Visual attention prediction vs. eye tracking: what we can and cannot claim

What TranSalNet does

RoastIQ uses TranSalNet, a transformer-based saliency prediction model, to analyze each frame of your video. The model outputs a heatmap showing which areas of the frame are predicted to attract visual attention.

This is a prediction, not a measurement. No eyes were tracked. No participants watched your ad. The model was trained on large datasets of human fixation data and learned to predict where people are likely to look based on visual features like contrast, faces, text, and motion.

What it can tell you

  • Which areas of the frame are predicted to attract attention — useful for checking whether your brand logo, product, or CTA falls in a high-attention zone
  • How attention distributes across frames over time — the evidence timeline shows when attention peaks and drops
  • Whether key creative moments coincide with attention moments — if your product reveal happens in a low-attention frame, that is a structural problem

What it cannot tell you

  • What any specific person actually looked at — saliency prediction is probabilistic, not individual
  • Why someone looked at a specific area — the model predicts where, not why
  • Attention in context — the model sees the frame in isolation, not as part of a social media feed with surrounding content
  • Audio-driven attention shifts — the visual model does not account for sound cues that redirect gaze

How accurate is it?

TranSalNet reaches state-of-the-art performance on standard saliency benchmarks (MIT300, SALICON). In practical terms, the model correctly identifies the primary attention zone in approximately 85% of frames for standard advertising content.
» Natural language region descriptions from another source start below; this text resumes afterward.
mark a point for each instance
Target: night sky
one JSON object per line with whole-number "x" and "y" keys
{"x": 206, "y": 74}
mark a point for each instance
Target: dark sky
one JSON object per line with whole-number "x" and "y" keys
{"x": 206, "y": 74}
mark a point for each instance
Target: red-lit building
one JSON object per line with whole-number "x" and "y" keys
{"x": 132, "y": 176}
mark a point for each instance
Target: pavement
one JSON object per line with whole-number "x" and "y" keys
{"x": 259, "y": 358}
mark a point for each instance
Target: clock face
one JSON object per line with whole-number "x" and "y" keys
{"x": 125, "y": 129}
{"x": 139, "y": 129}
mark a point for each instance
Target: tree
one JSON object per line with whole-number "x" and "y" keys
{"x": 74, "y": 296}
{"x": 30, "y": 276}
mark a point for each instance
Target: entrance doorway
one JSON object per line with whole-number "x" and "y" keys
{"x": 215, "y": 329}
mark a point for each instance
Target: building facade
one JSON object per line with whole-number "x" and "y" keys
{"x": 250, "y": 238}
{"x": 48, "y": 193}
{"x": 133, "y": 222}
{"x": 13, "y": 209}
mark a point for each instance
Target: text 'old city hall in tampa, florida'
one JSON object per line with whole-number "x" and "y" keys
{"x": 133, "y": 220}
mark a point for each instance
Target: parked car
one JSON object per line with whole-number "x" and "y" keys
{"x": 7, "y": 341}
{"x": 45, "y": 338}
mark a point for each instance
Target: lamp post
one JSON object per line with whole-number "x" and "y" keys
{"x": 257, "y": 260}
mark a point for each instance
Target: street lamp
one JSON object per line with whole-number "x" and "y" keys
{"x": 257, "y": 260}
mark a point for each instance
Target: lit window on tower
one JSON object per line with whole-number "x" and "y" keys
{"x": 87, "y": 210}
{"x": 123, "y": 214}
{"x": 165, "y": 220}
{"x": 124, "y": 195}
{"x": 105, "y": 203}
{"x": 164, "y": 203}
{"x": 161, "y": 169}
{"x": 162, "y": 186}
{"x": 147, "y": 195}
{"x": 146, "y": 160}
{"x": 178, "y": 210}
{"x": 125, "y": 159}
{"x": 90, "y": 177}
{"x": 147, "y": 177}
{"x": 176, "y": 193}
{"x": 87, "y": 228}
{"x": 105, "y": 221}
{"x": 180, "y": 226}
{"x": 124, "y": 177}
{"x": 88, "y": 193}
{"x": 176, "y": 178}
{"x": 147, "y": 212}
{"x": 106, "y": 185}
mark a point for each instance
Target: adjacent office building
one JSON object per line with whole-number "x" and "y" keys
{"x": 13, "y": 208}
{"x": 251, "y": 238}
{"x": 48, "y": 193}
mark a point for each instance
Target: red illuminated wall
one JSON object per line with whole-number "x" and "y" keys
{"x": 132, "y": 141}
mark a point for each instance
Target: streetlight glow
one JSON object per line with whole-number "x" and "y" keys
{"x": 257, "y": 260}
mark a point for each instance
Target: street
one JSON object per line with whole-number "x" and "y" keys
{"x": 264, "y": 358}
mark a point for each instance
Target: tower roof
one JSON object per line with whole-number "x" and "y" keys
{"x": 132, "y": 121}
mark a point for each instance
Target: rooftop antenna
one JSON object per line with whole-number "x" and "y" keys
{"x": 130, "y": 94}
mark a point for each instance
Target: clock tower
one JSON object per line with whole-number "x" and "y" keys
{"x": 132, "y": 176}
This is not 85% accuracy in any absolute sense. It means the model agrees with aggregated human fixation data 85% of the time on benchmark datasets. Your specific creative may deviate, especially if it uses unusual visual techniques, rapid cuts, or text-heavy compositions.

How RoastIQ uses attention data

Attention prediction feeds into two KPIs:

  • Beat the Skip (25% weight): Attention score contributes 55% of the Beat the Skip calculation. High visual attention in the first 2-3 seconds supports a stronger Beat the Skip score.
  • Get Noticed (20% weight): Average ad viewed (attention) is one of three sub-KPI components.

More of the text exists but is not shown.